Mengapa dia begitu termotivasi ketika dia menanyakan pertanyaan
itu? Dia selalu terlihat lesu dan lelah
dengan dunia ini.
Tapi melihat Nortri
minum Café au lait dengan gembira adalah pemandangan yang langka, dan aku tidak
keberatan.
“……Aku merasa sangat
santai di sini……”
Di tengah-tengah
cangkir kedua Café au lait, kata Nortri dengan suara mengantuk. Cara dia berbaring di meja bar menyerupai
kucing yang tertidur di bawah matahari, yang menyembuhkan jiwaku.
“Waktu di sini terasa
sangat lambat.”
Ini benar untukku dan
pelangganku.
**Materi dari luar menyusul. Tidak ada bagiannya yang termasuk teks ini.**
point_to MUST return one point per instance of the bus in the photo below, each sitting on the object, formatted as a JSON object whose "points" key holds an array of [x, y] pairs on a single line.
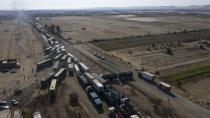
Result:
{"points": [[53, 90]]}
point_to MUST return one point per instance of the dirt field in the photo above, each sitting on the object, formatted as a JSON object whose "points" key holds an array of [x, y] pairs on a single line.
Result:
{"points": [[86, 28], [18, 41]]}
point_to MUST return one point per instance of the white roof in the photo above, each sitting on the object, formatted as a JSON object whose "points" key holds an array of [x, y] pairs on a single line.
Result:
{"points": [[165, 84]]}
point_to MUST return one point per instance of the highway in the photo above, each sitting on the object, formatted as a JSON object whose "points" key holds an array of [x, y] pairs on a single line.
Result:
{"points": [[181, 104]]}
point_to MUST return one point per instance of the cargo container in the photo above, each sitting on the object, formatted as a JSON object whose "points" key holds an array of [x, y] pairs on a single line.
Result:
{"points": [[57, 58], [83, 81], [68, 60], [53, 91], [100, 79], [84, 67], [37, 115], [47, 50], [147, 76], [70, 69], [71, 56], [60, 75], [95, 100], [125, 76], [89, 77], [109, 76], [44, 64], [164, 86], [111, 96], [56, 66], [77, 70], [97, 86], [46, 83]]}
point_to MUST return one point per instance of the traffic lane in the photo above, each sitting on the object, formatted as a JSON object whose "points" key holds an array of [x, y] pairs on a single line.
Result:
{"points": [[106, 63], [184, 105]]}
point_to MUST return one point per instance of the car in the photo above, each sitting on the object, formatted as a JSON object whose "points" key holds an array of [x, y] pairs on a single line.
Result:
{"points": [[14, 102]]}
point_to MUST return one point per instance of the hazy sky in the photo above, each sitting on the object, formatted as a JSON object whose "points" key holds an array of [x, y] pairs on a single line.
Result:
{"points": [[75, 4]]}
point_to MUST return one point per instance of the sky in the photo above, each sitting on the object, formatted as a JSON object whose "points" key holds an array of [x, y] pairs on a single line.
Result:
{"points": [[83, 4]]}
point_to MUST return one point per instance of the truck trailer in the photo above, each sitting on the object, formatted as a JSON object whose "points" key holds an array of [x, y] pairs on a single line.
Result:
{"points": [[147, 76]]}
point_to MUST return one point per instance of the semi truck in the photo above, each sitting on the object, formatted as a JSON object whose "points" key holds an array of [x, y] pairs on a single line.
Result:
{"points": [[44, 64], [147, 76], [125, 76], [100, 79], [6, 65], [95, 100], [60, 75], [84, 67], [89, 77], [53, 91], [70, 69], [56, 66], [77, 70], [97, 86], [164, 86], [83, 81]]}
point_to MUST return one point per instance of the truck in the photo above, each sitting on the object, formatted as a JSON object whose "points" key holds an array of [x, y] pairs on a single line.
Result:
{"points": [[37, 115], [95, 100], [111, 96], [146, 76], [60, 75], [53, 91], [46, 83], [68, 61], [56, 66], [77, 70], [44, 64], [70, 69], [89, 76], [84, 67], [109, 76], [71, 56], [97, 86], [47, 51], [164, 86], [57, 58], [125, 76], [100, 79], [83, 81], [9, 64]]}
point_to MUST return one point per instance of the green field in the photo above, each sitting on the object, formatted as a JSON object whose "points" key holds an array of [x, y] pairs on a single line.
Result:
{"points": [[135, 41], [189, 75]]}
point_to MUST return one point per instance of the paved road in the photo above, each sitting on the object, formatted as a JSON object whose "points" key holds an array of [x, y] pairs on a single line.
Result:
{"points": [[182, 104]]}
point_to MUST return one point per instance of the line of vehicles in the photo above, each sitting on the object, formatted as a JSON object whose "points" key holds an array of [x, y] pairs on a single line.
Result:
{"points": [[96, 86], [151, 79], [9, 65]]}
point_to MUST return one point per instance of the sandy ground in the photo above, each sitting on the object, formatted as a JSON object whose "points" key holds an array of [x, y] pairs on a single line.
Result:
{"points": [[86, 28], [157, 58], [18, 42]]}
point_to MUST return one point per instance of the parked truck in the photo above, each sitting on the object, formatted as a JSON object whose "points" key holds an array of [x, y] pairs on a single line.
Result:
{"points": [[44, 64], [164, 86], [95, 100], [53, 91], [60, 75], [125, 76], [147, 76], [77, 70], [100, 79], [97, 86], [70, 69], [84, 67]]}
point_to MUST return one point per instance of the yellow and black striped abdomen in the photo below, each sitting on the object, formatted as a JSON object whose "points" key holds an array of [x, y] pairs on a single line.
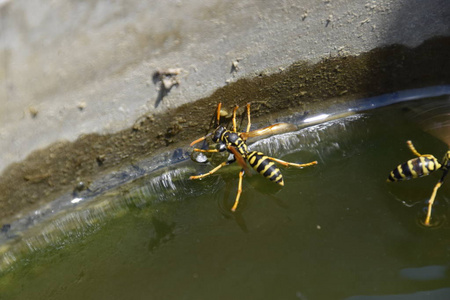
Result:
{"points": [[414, 168], [265, 166]]}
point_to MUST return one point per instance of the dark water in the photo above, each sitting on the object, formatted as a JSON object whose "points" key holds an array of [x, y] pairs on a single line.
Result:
{"points": [[336, 230]]}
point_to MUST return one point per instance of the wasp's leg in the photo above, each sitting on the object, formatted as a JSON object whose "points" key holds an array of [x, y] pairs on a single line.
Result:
{"points": [[236, 202], [287, 164], [219, 106], [234, 117], [430, 203], [433, 196], [210, 172], [207, 150], [248, 117]]}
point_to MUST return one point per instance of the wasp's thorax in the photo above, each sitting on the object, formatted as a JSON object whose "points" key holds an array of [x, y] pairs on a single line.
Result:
{"points": [[218, 133]]}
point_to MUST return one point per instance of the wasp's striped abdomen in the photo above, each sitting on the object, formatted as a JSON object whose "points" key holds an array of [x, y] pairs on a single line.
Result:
{"points": [[265, 166], [414, 168]]}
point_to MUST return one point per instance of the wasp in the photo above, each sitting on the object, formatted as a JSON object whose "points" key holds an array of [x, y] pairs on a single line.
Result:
{"points": [[422, 165], [235, 143]]}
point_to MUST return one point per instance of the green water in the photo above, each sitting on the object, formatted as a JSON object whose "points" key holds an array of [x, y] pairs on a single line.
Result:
{"points": [[336, 230]]}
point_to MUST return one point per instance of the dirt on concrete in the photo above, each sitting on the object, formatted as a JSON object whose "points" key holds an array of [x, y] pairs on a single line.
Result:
{"points": [[59, 168]]}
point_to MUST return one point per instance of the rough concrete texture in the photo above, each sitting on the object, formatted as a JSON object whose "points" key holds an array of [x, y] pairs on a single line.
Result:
{"points": [[75, 67]]}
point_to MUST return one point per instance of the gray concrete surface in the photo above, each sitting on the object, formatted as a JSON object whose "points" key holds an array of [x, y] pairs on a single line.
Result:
{"points": [[74, 67]]}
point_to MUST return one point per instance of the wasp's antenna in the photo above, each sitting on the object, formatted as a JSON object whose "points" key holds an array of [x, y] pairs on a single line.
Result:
{"points": [[219, 106]]}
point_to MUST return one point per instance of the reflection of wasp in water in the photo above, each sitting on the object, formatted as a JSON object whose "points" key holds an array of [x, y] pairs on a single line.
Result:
{"points": [[435, 121], [235, 143]]}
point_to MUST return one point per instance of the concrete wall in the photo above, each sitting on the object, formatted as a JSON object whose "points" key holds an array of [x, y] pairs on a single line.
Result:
{"points": [[74, 67]]}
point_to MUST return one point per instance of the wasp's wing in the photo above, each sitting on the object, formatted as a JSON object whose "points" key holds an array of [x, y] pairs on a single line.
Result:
{"points": [[269, 130], [433, 117]]}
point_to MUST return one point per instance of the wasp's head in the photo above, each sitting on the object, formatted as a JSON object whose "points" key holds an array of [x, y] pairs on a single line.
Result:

Waktu terasa berbeda dari
dunia luar, dipenuhi dengan ketenangan dan ketenangan.
Segala macam hal
terjadi di dunia luar, dan setiap orang menjalani kehidupan mereka sendiri, dan
memiliki masalah mereka sendiri.
Didorong oleh waktu yang mengalir begitu mudah, mereka hidup dengan
putus asa. Jadi aku berharap mereka
setidaknya bisa beristirahat dengan baik ketika mereka mengunjungi tokoku. Toko ini seperti pohon yang bertengger,
pilihan yang baik untuk orang-orang yang menjulang di dunia yang ramai.
Itu yang kakekku
katakan.
Aku bertanya kepada
kakek ketika aku masih muda mengapa toko kami disebut ‘Perching Tree’, dan
itulah jawabannya. Dia tampak sedikit
malu tapi dia kemudian merasa bangga.
Toko ini belum
setenang ‘Perching Tree’. Aku masih
terlalu muda dan aku baru memulai toko ini, tetapi aku akan senang jika
orang-orang menikmati waktu tenang di sini.
Aku mulai
menyenandungkan lagu yang familiar sambil tersenyum. Ini adalah musik yang diputar berkali-kali di
Perching Tree, sebuah lagu yang telah aku dengarkan sejak masa
kanak-kanak. Aku telah mendengarkan
banyak jenis musik, tetapi ini adalah favoritku. Begitu juga kakek dan ayahku, jadi mungkin
itu hanya turun-temurun dalam keluarga.
Oh ya, alangkah
baiknya jika aku bisa memutar musik di toko, itu akan membuat tempat itu lebih
santai. Ya, mari kita lakukan itu, tapi
bagaimana caranya? Apakah ada Gramofon
di dunia ini?
Aku bersenandung saat
memikirkan rencana masa depanku untuk toko.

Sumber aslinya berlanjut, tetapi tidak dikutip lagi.